# Important dates - sorta, maybe?



## Micheal (Jan 28, 2009)

Just in case you missed it yesterday the 4th was National Spaghetti Day.

Not only that but today the 5th is National Whipped Cream day are you going to celebrate???? Please don't say how you plan on enjoying the day we may be envious seeing whipped cream is involved... 

You can plan for tomorrow the 6th though - National Bean Day. 

And after a day of rest the 7th, you can really clean up on the 8th as it is National Bubble Bath Day..... :soap:

I'll leave the National days for now, but be sure to try and have a "nice day" even if you do not plan on celebrating any of these special days. :cowboy:


----------



## Micheal (Jan 28, 2009)

Just thought I'd informed those that really don't care of a few more "National"days you don't really think about:

11th National Milk Day.

14th Dress up your pet day, also National Hot Pastrami Day. hummmm.

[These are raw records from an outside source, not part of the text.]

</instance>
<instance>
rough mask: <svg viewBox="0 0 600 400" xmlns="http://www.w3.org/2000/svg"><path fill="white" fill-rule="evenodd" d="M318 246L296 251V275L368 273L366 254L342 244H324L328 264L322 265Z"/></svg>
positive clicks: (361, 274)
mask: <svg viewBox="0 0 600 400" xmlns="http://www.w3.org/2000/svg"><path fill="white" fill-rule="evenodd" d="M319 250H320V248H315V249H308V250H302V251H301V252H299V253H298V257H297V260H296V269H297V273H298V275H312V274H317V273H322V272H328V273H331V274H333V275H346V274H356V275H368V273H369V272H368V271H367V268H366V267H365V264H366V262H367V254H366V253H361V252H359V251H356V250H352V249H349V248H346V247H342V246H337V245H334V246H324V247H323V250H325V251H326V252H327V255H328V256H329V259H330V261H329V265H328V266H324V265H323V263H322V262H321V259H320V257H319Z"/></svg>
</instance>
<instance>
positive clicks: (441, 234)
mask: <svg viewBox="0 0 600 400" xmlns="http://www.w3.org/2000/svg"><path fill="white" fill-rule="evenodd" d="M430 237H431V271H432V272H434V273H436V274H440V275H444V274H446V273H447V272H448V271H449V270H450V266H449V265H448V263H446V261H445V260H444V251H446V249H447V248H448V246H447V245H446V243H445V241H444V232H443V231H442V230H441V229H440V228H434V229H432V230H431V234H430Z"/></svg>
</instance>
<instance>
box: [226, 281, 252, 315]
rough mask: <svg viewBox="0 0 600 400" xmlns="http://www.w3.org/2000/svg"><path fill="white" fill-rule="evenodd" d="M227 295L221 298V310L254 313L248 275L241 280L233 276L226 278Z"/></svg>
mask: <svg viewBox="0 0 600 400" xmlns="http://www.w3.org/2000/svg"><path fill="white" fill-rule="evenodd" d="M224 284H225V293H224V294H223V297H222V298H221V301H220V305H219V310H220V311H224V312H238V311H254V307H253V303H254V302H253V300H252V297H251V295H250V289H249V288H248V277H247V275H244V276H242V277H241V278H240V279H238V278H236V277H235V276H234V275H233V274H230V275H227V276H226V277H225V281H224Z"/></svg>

15th National Strawberry Ice Cream Day.

Of course the 16th is Martin Luther King Jr day.

Then 10 days of nothing until:

26th National Green Juice Day only to be celebrated with National Peanut Brittle Day.

27th National Chocolate Cake Day.

28th National Blue Berry Pancake Day. 

30th National Croissant Day.

So, if so inclined enjoy these National days if not so inclined at least you were told of them..... eep: 
:hysterical:ound::hysterical:


----------